Reza Aslan, researching while Muslim

It’s about time.

A real conversation about religion has begun in this country. In fact, it has gone viral. Up until now, public religion has too-often been about name-calling, confessionals, politics and cartoon versions of “the other.”

Thanks to a shockingly insensitive interview with religious scholar Reza Aslan, the author of “Zealot: The Life and Times of Jesus of Nazareth” and a man who just happens to be Muslim, the Internet has lit up like a Christmas tree. Lauren Green of Fox News began her questioning with this: “You are a Muslim, so why did you write a book about the founder of Christianity?” Once wasn’t enough. She kept asking the clearly dumbfounded Aslan the same question as he tried to explain that he is a scholar of religion. Given her insistence, one might have wondered why an African American Christian woman would be interviewing a white Persian male Muslim.

Aslan is not upset about the interview. In fact, he has reason to be pleased. It has given his book wide media exposure.

“I am so glad people are having this conversation,” Aslan says. “I was surprised how it captured the zeitgeist. This is a topic usually discussed by academics in stuffy libraries.”

What’s so outrageous about the book? He calls Jesus a zealot, for one thing. But as he explains, “in Jesus’s world, ‘zealot’ referred to those Jews who adhered to a widely biblical doctrine called zeal.” They were against Roman authorities and their collaborators, wealthy temple priests and aristocratic Jews. The fact that Jesus was a revolutionary — a rabble-rouser — is not exactly news in the world of theology. He wasn’t running around passing out Easter eggs.
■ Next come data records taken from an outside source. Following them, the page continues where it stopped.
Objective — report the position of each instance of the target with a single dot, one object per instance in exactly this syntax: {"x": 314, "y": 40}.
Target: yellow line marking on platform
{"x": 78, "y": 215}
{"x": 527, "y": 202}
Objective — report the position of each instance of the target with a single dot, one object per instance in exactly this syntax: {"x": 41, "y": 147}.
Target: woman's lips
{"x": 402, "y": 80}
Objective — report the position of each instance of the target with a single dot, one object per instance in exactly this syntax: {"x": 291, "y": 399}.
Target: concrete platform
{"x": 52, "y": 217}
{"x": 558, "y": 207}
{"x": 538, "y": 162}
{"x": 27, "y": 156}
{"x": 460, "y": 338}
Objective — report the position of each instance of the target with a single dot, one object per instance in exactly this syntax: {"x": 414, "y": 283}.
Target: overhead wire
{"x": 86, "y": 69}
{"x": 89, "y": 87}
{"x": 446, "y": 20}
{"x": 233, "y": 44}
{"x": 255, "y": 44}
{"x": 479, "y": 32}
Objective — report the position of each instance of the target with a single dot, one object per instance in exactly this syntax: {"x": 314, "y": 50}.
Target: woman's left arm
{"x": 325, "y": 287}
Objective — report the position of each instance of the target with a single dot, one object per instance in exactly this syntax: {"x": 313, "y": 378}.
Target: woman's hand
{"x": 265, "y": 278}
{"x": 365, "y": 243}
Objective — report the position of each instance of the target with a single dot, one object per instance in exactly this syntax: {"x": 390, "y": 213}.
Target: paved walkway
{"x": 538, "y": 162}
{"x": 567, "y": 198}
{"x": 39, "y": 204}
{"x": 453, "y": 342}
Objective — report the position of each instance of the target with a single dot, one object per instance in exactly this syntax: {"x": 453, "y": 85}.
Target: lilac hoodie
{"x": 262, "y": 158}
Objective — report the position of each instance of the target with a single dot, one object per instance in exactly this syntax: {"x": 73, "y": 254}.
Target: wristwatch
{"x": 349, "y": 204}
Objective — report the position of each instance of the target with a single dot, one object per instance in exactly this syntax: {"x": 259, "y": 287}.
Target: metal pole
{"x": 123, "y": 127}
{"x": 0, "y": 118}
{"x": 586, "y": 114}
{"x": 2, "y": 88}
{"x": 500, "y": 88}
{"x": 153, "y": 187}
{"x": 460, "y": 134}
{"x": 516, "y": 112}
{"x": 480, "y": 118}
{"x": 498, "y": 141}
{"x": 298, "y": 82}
What’s interesting here is the backlash from what he calls “the anti-Muslim fringe, the rabid Islamophobes, who have been attacking me for a decade and calling me vile and racist names.” He wasn’t surprised by what happened on Fox News and has no hard feelings toward Green. “I have nothing but compassion for her. I understand where she is coming from. I used to be like her. I used to be a fundamentalist evangelical Christian. It’s a fear in the world of being confronted with questioning the most basic tenets of your faith.”